心理職の方、心理職をめざす方向けのコラムです。
わたしたちリエゾンエイドは普段は企業の人事労務担当者向けの情報提供をしておりますが、
せっかくなので、心理職の方、心理職をめざす方向けの情報も発信していきます。
とはいえ、気軽な読み物としてお読みいただければありがたいです。
———————————————————-
こんにちは。liaison aideです。
公認心理師試験の解説編です。
気になった問題から抜粋してお届けします。
考え方のプロセスをご紹介しますので、参考になさってください。
問64の解答・解説はこちら。
問77の解答・解説はこちら。
問78の解答・解説はこちら。
問95の解答・解説はこちら。
問130の解答・解説はこちら。
問136の解答・解説はこちら。
問139の解答・解説はこちら。
問149の解答・解説はこちら。
今回は、問94。
(依存 依存症 嗜癖 身体依存 精神依存 半減期)
Q. 依存と依存症について、正しいものは?
A. (2)「覚せい剤で身体依存が起こることは少ない」
「覚せい剤では身体依存が起こることは少ない」
ほんとーに恥ずかしいのですが、試験中はわたしは間違えました…ゴメンなさい。

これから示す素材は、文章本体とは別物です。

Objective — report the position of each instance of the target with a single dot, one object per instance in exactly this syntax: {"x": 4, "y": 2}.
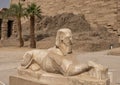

。
以下、言い訳。
・・・・・・・・・・・・・・・・・・・・・
いや、迷ったのです。
「少ない」という表現にひっかかりまして。
「覚せい剤は身体的依存より精神的依存が強い」、
「身体的依存はあまり強くない」なら間違いなく選択したのですが。
身体的な依存は「耐性」と「離脱症状」がポイント。
これらがまったくないわけではない。
だから「少ない」とは言えないのでは、と思ったのですが。
教科書的には「アンフェタミンは身体依存なし」でした。
しかしながら、「覚せい剤依存」の方々は
「『切れ目』(クスリが身体から抜けること、クスリの効果が『切れる』とき)がつらい」と
お話されます。
それに、使用歴が長い人は使用量も多いので、
耐性はできると解釈したのですが。
ちなみに「精神的依存」は「渇望感」と「薬物探索行動」がポイントです。
覚せい剤では、この精神的依存が非常に強く、
「常にクスリのことが頭から離れない」、
「何年経ってもあの感覚が忘れられない」といい、
薬物を得るために別の犯罪に手を染めることも少なくありません。
この問題、一般的なイメージ、
「人間やめますか」という誤った刷り込みを覆し、
正しい認識を広めるのに一役買った良問といえるのではないでしょうか。
それにしても、薬物関連は「乱用」と「中毒」「依存」を区別して理解することが大切だったはずなのに、
DSM-5では「乱用」と「依存」の区別をなくし、「物質関連障害」とまとめています。
とはいえ、目の前の状態像にとらわれず、経過・転帰を頭に入れておきましょう。
*あくまでも「臨床心理士」としての個人的見解なので、解答を保証するものではありません。